Cemaatin cenazeye büyük ilgi gösterdiğini belirten Karatün, Feriköy Protestan Mezarlığında da defin öncesinde şapelde dua edildiğini, ailenin burada dini tören istenmemesi üzerine dayısının eşinin yanında toprağa verildiğini anlattı.
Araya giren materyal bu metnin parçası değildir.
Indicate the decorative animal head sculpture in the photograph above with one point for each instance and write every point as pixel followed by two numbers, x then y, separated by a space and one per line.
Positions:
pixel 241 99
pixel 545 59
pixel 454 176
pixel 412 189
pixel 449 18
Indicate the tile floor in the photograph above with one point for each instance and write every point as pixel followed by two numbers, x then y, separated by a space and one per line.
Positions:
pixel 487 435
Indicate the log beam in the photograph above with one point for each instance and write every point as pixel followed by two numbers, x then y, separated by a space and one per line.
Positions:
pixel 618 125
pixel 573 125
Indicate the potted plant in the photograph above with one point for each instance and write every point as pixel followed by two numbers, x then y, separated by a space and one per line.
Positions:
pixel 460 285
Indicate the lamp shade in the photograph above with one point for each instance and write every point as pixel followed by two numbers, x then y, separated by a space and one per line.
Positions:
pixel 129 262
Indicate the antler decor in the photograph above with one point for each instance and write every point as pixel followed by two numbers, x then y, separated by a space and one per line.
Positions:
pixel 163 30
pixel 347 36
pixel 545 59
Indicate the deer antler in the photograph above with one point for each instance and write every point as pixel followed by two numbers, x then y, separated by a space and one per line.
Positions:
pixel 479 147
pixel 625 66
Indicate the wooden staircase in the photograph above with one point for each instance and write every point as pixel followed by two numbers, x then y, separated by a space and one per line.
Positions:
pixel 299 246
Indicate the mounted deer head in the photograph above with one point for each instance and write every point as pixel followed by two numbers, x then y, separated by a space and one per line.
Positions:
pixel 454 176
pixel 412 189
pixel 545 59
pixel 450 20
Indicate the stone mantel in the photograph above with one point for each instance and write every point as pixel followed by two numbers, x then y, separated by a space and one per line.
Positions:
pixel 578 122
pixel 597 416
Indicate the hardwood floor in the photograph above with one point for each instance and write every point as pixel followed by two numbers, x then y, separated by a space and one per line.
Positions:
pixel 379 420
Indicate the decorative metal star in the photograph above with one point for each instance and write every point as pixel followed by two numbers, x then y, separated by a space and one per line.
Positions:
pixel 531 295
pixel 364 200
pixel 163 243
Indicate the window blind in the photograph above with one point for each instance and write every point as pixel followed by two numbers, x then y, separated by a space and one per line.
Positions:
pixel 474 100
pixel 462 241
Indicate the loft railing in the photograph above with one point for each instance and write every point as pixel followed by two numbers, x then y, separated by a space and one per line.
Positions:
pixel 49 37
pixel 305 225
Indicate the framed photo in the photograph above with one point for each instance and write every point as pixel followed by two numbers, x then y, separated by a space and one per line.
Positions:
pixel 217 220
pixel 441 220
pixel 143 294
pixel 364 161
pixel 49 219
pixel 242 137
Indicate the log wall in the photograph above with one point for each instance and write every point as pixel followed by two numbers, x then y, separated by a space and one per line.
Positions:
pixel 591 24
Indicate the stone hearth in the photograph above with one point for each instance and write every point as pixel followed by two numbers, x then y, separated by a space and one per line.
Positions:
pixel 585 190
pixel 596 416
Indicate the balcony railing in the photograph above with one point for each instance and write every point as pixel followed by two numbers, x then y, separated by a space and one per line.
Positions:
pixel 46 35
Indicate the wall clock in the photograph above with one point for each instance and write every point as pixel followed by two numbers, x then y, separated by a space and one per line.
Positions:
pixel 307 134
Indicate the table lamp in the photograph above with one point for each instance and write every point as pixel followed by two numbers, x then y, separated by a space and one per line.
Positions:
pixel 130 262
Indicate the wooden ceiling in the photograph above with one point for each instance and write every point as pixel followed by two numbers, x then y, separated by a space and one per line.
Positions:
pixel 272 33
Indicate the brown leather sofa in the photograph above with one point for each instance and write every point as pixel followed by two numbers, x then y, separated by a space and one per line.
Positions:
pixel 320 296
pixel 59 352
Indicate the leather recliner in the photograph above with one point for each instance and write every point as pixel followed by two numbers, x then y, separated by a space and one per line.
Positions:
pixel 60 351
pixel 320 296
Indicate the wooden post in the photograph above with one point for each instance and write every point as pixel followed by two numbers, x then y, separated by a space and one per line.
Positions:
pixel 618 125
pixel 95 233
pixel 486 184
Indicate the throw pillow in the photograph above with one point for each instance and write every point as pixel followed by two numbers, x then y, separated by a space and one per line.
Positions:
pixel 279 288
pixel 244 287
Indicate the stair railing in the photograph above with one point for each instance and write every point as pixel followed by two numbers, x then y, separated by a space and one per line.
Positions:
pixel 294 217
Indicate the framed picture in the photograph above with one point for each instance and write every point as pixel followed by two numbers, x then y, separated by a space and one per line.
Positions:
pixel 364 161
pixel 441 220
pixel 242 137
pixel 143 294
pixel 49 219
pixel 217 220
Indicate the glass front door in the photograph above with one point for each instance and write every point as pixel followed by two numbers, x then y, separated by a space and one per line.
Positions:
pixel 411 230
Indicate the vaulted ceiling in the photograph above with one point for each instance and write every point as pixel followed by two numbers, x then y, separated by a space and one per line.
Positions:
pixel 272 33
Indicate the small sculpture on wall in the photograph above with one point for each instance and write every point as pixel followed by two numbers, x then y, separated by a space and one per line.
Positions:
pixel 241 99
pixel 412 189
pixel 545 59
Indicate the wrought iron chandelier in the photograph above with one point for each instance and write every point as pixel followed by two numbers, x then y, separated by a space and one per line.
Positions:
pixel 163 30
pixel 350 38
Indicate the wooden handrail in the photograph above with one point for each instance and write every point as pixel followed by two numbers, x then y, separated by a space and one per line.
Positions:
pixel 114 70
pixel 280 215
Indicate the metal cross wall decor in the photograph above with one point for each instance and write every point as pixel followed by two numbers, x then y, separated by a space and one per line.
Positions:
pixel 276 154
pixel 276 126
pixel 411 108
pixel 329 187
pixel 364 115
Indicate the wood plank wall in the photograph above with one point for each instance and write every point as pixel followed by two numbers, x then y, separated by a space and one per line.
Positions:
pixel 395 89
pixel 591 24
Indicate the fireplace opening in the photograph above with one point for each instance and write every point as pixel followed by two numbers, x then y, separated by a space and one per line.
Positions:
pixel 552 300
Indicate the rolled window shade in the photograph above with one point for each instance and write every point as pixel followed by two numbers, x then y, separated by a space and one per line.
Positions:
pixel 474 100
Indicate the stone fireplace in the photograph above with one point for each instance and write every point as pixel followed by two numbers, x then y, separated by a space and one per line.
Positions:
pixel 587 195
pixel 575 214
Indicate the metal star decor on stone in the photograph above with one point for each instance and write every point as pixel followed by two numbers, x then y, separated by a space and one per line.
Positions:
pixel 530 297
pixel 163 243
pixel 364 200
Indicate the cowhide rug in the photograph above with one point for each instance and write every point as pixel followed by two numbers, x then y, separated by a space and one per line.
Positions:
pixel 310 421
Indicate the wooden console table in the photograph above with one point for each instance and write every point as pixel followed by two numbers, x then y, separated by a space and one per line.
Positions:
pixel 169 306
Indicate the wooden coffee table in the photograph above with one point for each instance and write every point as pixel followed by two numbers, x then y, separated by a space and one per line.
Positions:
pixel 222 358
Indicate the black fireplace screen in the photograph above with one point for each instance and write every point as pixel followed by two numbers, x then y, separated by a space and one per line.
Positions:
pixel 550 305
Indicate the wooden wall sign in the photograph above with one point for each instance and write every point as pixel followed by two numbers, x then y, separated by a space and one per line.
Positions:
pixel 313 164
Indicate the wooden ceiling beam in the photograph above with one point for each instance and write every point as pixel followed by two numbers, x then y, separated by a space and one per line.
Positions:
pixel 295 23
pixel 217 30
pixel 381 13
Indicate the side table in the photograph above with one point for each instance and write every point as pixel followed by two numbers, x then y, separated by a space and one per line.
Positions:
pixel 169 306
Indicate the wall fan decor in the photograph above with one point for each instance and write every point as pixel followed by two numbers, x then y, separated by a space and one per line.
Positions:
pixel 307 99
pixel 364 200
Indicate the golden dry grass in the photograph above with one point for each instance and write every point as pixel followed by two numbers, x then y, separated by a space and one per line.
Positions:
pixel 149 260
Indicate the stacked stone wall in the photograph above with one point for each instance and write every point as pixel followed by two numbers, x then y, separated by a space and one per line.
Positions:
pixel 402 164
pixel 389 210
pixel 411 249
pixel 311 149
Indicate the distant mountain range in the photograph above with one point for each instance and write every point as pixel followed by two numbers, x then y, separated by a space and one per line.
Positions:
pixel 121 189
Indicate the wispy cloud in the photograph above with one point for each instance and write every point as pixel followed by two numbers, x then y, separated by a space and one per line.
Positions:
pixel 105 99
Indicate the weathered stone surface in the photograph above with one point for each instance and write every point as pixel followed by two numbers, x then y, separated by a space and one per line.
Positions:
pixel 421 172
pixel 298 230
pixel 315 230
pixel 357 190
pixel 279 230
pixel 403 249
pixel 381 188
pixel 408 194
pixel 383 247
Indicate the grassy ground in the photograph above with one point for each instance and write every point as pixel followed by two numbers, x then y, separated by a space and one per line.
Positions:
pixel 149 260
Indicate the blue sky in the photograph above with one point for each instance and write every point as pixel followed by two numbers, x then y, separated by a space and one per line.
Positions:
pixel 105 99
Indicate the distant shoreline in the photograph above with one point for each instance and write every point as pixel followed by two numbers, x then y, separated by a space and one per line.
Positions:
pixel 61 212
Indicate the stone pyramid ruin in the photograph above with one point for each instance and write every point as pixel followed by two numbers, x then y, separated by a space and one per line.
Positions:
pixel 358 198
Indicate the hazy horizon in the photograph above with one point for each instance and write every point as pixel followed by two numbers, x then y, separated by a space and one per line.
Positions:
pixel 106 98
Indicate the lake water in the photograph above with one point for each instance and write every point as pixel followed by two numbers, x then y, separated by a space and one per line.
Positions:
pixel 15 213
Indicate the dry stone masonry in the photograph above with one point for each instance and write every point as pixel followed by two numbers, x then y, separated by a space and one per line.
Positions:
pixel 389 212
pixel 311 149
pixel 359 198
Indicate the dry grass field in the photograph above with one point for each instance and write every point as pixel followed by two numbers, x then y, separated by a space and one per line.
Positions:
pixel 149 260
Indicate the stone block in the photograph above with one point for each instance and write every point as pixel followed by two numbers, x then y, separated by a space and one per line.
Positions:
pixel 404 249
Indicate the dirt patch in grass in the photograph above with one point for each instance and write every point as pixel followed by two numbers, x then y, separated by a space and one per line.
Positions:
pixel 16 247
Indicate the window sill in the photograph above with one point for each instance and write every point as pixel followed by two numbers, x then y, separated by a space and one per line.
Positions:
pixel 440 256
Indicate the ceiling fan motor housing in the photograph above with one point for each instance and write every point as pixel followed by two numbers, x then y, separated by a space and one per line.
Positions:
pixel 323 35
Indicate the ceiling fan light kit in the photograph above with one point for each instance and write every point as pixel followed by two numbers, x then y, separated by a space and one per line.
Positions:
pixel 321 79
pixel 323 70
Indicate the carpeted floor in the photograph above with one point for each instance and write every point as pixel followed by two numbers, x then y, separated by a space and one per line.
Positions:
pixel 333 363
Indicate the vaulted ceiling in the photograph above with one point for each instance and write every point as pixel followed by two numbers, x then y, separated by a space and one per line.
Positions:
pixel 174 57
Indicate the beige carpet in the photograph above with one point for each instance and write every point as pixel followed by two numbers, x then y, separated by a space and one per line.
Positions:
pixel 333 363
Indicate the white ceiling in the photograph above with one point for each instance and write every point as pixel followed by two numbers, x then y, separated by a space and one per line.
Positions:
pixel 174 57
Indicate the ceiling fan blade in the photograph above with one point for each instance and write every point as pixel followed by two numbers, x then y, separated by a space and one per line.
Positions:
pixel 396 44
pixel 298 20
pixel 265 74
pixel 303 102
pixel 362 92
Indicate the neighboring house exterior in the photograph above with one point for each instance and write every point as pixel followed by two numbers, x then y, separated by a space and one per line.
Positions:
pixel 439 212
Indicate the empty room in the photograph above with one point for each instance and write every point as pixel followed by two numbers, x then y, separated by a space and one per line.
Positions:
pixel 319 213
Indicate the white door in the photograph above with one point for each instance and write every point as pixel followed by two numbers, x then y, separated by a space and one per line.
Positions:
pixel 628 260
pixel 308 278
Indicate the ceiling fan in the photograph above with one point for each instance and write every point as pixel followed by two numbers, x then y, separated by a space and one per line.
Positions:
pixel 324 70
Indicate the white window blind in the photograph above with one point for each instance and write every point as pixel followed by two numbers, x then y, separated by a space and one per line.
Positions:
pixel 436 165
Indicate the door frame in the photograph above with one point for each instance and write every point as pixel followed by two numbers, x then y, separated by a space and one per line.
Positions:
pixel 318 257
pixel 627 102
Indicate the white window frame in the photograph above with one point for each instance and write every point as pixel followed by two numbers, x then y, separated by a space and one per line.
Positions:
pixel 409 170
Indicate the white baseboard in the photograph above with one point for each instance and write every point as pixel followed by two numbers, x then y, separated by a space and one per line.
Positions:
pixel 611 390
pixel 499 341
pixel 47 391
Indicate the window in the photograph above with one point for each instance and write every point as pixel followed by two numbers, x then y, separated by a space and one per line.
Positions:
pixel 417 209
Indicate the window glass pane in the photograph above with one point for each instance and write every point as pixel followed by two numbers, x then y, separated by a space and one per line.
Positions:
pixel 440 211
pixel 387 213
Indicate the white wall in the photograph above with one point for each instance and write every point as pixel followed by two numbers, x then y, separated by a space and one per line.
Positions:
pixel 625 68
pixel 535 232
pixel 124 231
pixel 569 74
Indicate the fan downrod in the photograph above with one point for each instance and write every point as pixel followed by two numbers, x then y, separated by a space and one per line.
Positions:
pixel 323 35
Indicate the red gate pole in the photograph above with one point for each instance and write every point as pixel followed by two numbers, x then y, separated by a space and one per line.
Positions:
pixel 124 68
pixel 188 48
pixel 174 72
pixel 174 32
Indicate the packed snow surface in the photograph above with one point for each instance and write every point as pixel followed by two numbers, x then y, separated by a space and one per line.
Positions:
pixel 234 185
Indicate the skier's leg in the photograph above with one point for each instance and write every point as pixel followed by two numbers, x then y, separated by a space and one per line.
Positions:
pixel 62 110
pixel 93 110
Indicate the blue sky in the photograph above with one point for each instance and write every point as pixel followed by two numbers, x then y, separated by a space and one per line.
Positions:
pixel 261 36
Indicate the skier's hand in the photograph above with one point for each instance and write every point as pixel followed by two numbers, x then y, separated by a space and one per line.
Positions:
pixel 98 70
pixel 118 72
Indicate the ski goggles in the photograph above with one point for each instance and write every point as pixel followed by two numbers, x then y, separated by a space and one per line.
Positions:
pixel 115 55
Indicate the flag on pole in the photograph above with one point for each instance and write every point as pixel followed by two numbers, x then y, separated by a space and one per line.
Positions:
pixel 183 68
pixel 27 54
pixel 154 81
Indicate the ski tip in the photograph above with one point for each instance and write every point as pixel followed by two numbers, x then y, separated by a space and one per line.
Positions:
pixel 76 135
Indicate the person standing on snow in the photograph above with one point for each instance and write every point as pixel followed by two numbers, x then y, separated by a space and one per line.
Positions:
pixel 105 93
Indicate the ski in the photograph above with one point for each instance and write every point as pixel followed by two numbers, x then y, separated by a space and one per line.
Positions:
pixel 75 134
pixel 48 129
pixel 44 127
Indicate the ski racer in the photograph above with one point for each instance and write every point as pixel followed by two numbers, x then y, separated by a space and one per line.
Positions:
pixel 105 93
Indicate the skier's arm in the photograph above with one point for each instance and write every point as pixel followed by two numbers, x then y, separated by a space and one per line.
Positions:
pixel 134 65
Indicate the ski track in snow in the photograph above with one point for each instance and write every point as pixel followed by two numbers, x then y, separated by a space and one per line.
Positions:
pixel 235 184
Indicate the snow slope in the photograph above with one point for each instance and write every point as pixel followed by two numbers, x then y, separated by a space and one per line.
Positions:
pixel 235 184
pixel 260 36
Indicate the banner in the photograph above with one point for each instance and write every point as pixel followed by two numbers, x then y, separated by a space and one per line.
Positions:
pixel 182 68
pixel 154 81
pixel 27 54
Ailenin yaşadığı bu olayı Mahmut Ustaosmanoğlu’nun vefatının ardından Twitter’dan paylaştığını ve birçok olumlu olumsuz tepki aldığını belirten Karatün, sözlerini şöyle tamamladı:
“Orada bir hoşgörüyle karşılaştık. Allah hem Mahmut Hoca’ya hem de dayıma rahmet etsin. CHP milletvekilliği yapan ve çizgisi belli olan dayım da (Doğan Onur) orada çok şaşırdı. ‘Her yer Allah’ın toprağı, her yere gömülebilir. Ben de yardımcı olabilirim.’ sözü dayımı etkilemişti. CHP’li olarak yaşayıp öldü ancak merakını cezbetti. Sonrasında ziyaret ettiğini biliyorum. ‘Ben o adamı gidip ziyaret etmek, elini sıkmak isterim. Aydın bir insan olarak gördüm.’ demişti.”